I've been having a series of rough months since my last post. The volume of work I've been receiving is equivalent to handling five hospitals. Our institution is one of the referral hospitals and our rates tend to be relatively cheaper. I've been stocking up some photos for some cases I find interesting among the bucket list of cases I processed throughout this time.
Here's a core needle sample from a 54-year old female at 40x magnification.

At 100x magnification.

At 400x magnification.

The cancer cells are in singles or in clusters surrounded by a pool of extracellular mucin.
We signed this out as an invasive breast carcinoma with mucinous features because if it only a core sample. A diagnosis of Mucinous Breast Carcinoma requires the tissue seen and examined where more than 90% of the tumor consists of these mucinous features.
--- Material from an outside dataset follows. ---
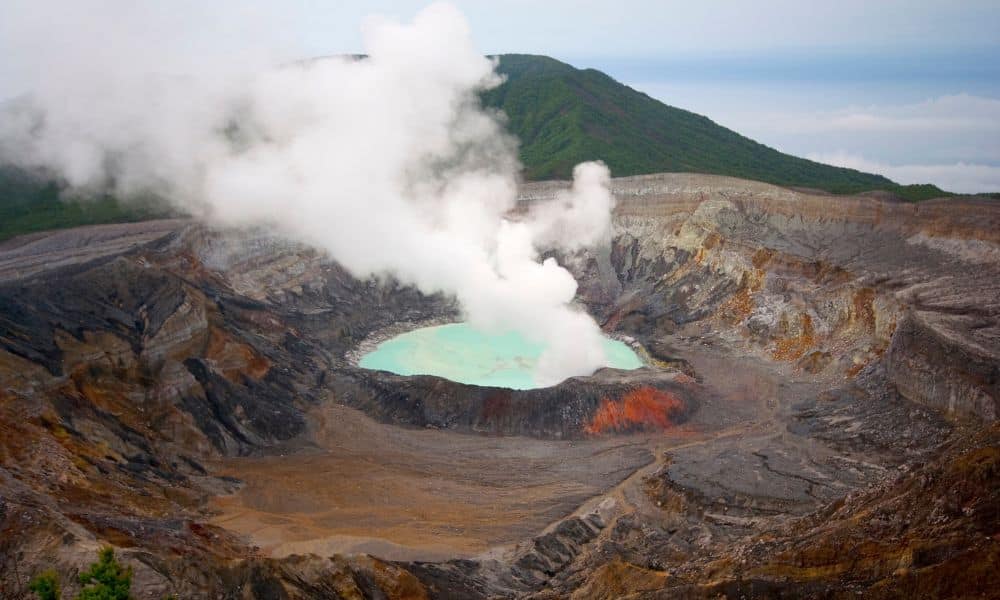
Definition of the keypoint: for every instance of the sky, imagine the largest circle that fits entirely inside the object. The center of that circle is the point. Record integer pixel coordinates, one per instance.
(906, 88)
Sampling plays a huge factor for the diagnosis as one could just took a sample from that small part where it happens to be abundant of mucinous features while the rest of the tumor makes up solid parts.
Pure Mucinous Breast Carcinomas have low rates of recurrence or metastasis compared to mixed ones (other invasive features like micropapillary structures). The next step for this patient is undergo further workup for possible spread of the cancer. If it's still within the breast, then surgical resection would be done.
I'll try to do the guess the diagnosis post again some other time.
If you made it this far reading, thank you for your time.